The SBA requires a 10% equity injection. The entire 10% injection can be from the buyer or a combination of a 5% buyer down payment and 5% seller financing if the seller is willing to have their note on full standby with no principal and interest (P&I) payments for the life of the loan.
Eligible Sources of Buyer’s Equity Injection Include
- Cash in savings or checking accounts, seasoned for two months
- Home Equity Line of Credit (HELOC) if there is a secondary source of repayment not related to the business to be purchased
- Gifted funds that do not need to be repaid
- Seller financing on full standby of no greater than 5% of the 10% equity required
- Investor contributions from partners
Personal guarantees are required by all individuals who will own 20% or more of the business to be acquired.

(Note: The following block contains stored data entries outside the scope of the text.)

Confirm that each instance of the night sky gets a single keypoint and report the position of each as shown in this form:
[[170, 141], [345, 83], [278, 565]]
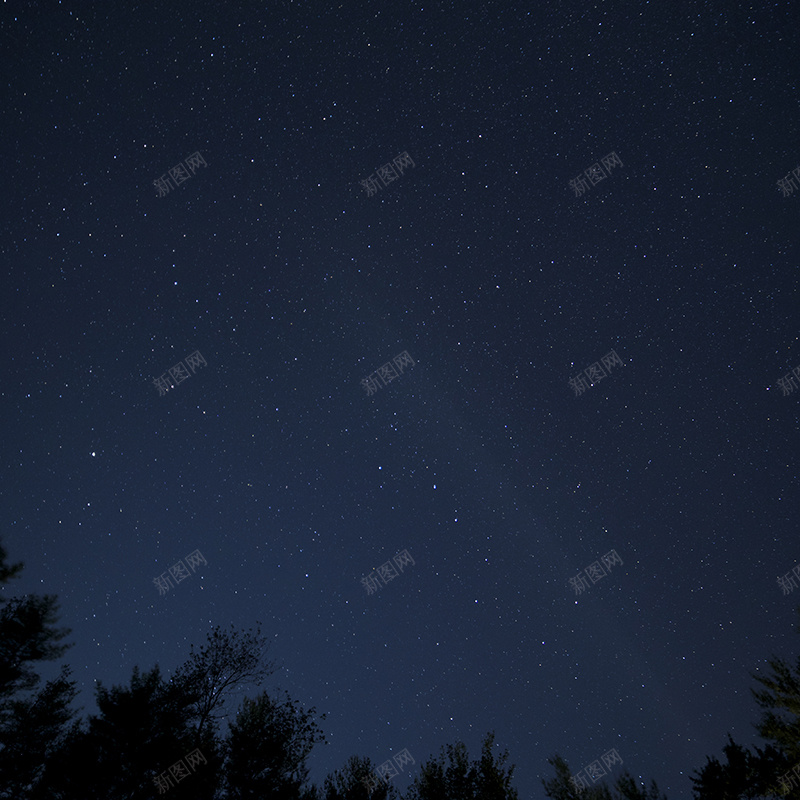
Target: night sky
[[502, 283]]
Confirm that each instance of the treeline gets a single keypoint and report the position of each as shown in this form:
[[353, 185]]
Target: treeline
[[181, 738]]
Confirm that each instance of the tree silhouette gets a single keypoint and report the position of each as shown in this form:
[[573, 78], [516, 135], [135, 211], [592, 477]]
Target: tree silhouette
[[33, 722], [451, 776], [267, 749], [349, 783], [747, 774]]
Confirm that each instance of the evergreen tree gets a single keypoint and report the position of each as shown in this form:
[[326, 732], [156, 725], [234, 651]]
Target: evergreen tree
[[353, 782], [33, 721], [451, 776], [624, 787], [141, 731], [757, 774]]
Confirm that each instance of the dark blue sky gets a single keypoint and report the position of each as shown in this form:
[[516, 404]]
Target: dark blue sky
[[294, 284]]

SBA requires the lender to be in the first position on all assets to be acquired. In addition, if there is less than one-to-one collateral coverage, the SBA requires the lender to take a lien on all real estate owned by personal guarantors with 25% or greater equity.

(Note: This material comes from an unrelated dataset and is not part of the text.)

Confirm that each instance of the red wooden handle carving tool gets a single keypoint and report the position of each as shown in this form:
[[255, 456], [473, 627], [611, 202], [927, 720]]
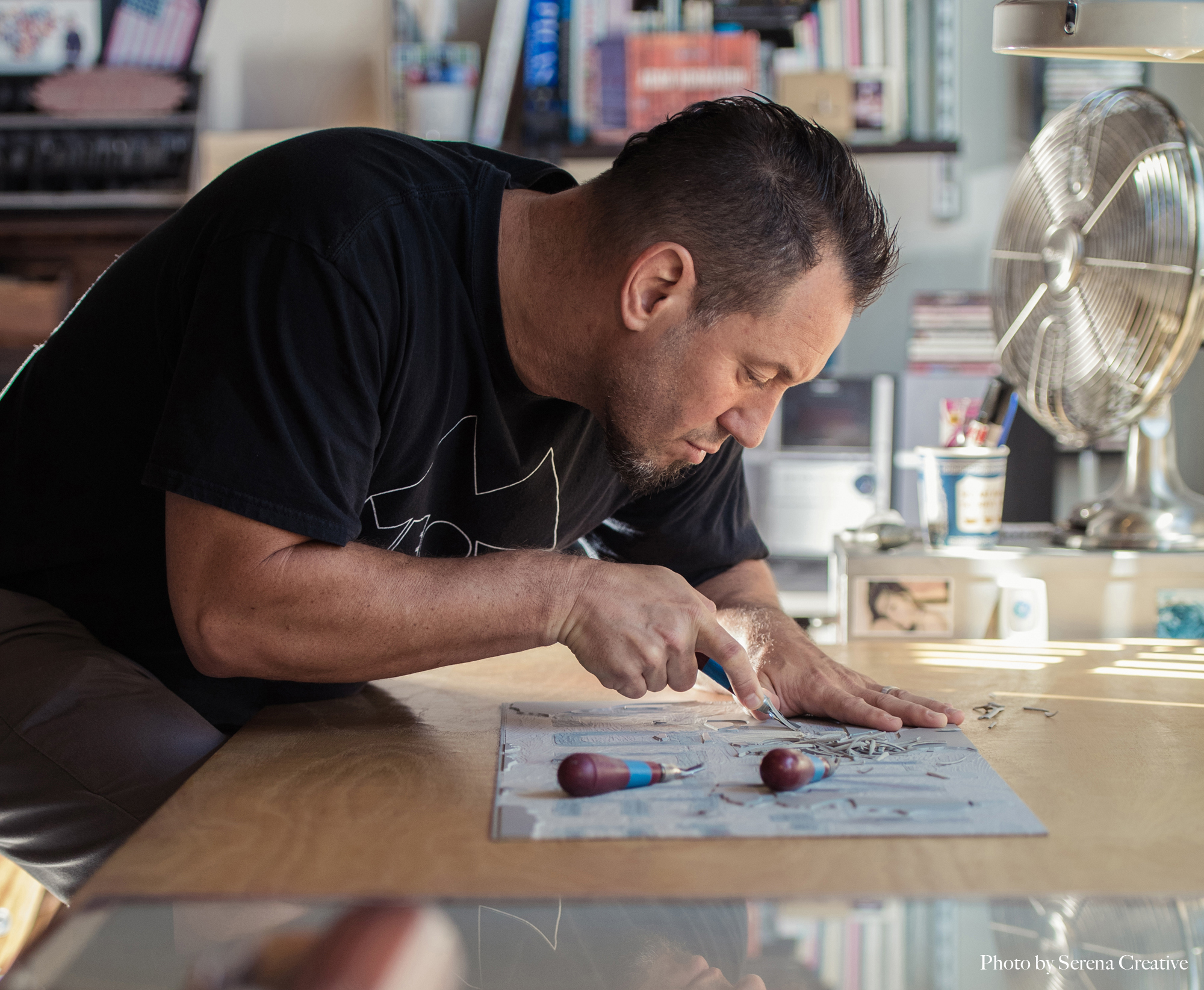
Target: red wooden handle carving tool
[[588, 774]]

To pre-qualify for an SBA loan to acquire a small business, the lender will typically need the following:
- Most recent three years of business federal tax returns
- Interim Profit and Loss (P&L) and Balance Sheet as of the last month’s end
- Broker’s Confidential Information Memorandum (CIM)

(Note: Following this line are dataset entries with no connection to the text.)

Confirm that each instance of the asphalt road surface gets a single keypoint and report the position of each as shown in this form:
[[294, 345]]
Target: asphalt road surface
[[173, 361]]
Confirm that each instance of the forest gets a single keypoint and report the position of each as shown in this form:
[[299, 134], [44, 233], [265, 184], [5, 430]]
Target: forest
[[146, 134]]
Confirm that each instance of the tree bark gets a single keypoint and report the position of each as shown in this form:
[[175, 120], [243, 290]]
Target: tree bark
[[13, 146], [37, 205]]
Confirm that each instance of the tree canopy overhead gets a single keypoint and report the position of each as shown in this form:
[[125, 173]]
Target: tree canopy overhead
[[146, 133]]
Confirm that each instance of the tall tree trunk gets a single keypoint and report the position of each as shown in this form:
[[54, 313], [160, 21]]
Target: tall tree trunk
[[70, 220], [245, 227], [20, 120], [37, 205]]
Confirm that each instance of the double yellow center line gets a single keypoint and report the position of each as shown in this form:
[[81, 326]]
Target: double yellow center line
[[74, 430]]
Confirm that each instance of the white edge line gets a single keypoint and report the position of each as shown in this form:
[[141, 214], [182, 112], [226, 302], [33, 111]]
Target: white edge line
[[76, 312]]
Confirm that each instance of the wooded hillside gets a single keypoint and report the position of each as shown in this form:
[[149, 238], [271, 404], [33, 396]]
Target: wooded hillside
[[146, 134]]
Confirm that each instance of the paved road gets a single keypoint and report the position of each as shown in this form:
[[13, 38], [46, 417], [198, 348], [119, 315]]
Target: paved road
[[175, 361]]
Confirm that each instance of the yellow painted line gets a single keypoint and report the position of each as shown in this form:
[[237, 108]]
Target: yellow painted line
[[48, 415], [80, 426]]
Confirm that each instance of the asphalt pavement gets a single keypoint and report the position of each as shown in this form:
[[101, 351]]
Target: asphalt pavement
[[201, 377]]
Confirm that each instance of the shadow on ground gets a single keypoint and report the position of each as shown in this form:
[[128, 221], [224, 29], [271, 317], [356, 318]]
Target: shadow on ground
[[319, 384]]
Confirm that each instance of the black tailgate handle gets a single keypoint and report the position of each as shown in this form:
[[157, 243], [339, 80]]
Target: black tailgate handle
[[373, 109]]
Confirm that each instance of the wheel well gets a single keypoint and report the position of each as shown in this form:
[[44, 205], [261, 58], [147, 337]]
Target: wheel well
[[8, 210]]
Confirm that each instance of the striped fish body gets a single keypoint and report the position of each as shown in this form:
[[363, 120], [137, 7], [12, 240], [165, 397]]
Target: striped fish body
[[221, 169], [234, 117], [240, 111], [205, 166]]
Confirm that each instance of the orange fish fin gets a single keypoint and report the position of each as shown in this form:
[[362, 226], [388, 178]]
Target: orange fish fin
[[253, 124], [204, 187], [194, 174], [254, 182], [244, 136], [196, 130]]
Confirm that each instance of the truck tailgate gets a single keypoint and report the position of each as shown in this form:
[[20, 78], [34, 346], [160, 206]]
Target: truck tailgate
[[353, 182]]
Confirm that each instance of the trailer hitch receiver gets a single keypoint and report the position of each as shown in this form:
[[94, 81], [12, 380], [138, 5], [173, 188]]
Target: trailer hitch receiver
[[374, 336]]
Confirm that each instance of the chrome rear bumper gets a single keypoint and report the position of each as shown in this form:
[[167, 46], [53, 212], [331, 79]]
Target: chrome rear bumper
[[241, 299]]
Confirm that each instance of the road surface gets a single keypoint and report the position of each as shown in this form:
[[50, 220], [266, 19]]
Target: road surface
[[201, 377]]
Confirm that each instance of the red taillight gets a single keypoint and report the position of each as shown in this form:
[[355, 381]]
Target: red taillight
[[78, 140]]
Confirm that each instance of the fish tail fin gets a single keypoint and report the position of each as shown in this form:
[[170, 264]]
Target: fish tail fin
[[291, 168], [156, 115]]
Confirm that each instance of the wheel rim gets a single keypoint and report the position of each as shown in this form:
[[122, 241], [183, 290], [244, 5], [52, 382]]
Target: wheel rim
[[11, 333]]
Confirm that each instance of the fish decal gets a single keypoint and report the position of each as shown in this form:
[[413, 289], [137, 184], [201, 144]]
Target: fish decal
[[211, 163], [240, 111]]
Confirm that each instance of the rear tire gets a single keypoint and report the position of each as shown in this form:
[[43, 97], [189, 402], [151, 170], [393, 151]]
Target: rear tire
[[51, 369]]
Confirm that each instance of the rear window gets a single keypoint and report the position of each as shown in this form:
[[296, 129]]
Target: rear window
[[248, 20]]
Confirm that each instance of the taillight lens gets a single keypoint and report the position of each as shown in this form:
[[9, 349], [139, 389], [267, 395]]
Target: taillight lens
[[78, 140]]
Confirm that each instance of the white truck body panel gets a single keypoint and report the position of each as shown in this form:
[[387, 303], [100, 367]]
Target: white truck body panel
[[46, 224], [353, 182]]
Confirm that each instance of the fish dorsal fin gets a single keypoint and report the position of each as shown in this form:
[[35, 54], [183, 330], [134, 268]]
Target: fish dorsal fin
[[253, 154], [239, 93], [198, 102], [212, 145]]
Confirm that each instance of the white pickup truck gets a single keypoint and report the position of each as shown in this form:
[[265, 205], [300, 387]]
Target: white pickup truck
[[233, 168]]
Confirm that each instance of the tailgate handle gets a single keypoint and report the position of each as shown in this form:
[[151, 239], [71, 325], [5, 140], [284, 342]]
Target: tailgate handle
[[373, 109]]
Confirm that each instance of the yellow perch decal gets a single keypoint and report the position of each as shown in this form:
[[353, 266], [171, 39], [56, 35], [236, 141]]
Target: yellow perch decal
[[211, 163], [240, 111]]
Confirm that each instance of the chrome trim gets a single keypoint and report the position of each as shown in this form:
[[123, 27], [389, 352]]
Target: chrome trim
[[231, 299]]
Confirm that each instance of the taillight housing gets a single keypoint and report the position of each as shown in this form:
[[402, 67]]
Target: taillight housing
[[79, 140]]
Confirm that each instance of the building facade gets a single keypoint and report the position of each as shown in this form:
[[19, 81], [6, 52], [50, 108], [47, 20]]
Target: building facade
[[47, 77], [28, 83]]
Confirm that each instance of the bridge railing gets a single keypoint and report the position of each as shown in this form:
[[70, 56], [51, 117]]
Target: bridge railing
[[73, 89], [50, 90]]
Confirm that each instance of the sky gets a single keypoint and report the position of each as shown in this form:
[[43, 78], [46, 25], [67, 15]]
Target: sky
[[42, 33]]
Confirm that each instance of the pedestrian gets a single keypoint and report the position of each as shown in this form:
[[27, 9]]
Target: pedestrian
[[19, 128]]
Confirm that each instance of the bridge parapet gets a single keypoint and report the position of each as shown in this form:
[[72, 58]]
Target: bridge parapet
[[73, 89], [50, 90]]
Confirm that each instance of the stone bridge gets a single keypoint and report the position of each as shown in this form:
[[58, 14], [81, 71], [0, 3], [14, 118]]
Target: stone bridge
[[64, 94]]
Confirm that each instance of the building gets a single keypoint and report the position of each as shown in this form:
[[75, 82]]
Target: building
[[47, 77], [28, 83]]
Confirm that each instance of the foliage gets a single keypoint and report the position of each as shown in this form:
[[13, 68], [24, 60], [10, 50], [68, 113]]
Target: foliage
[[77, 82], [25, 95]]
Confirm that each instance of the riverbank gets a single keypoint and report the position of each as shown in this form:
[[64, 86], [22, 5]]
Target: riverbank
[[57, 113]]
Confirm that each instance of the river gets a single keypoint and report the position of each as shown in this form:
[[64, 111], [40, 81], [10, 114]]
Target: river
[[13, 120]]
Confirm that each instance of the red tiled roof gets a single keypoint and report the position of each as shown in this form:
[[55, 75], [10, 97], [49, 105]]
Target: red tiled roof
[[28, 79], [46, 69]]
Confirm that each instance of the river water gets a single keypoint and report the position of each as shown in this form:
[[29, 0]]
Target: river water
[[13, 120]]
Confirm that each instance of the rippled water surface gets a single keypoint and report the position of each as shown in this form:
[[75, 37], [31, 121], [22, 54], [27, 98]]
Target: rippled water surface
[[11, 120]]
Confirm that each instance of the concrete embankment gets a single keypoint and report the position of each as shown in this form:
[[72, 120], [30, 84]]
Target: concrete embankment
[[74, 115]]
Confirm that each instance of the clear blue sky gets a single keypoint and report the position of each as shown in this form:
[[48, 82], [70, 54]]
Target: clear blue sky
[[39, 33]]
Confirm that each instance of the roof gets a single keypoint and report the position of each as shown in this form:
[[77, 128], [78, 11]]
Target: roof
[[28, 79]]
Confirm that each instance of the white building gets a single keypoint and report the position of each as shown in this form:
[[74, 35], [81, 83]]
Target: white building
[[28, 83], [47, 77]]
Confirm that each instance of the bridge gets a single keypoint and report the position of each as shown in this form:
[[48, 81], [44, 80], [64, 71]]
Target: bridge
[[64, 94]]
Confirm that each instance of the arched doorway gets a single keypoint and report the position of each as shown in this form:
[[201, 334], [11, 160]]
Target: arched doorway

- Accounts receivable (A/R) & Accounts Payable (A/P) aging reports as of the last month’s end
- Customer concentration information, if applicable, for customers accounting for 20%+ revenue
- Last three years of personal Federal tax returns and W2s, if applicable
- SBA Personal Financial Statement (PFS), form 413
- Credit authorization to obtain their credit report
- Buyer’s transition plan
- If the buyer owns 50%+ of another business, the lender will need the last three years business tax returns, interim P&L and Balance Sheet as of the last month’s end and a business debt schedule
- Executed letter of intent between buyer and seller, if available
Upon providing a pre-qualification package to your lender, you can expect a loan officer to complete their review and respond with any initial questions before they issue a proposal letter. Timing varies from lender to lender, but typically, a proposal letter will be sent within a few weeks of submitting the documentation.
To explore SBA loans for a small business acquisition, we suggest you connect with a lender from the SBA Preferred Lender Program (PLP) list. PLP lenders can underwrite, approve and close loans without SBA review. This results in a significantly expedited process. Additionally, SBA preferred lenders are generally going to have a proven track record and SBA loan expertise that will be valuable to borrowers.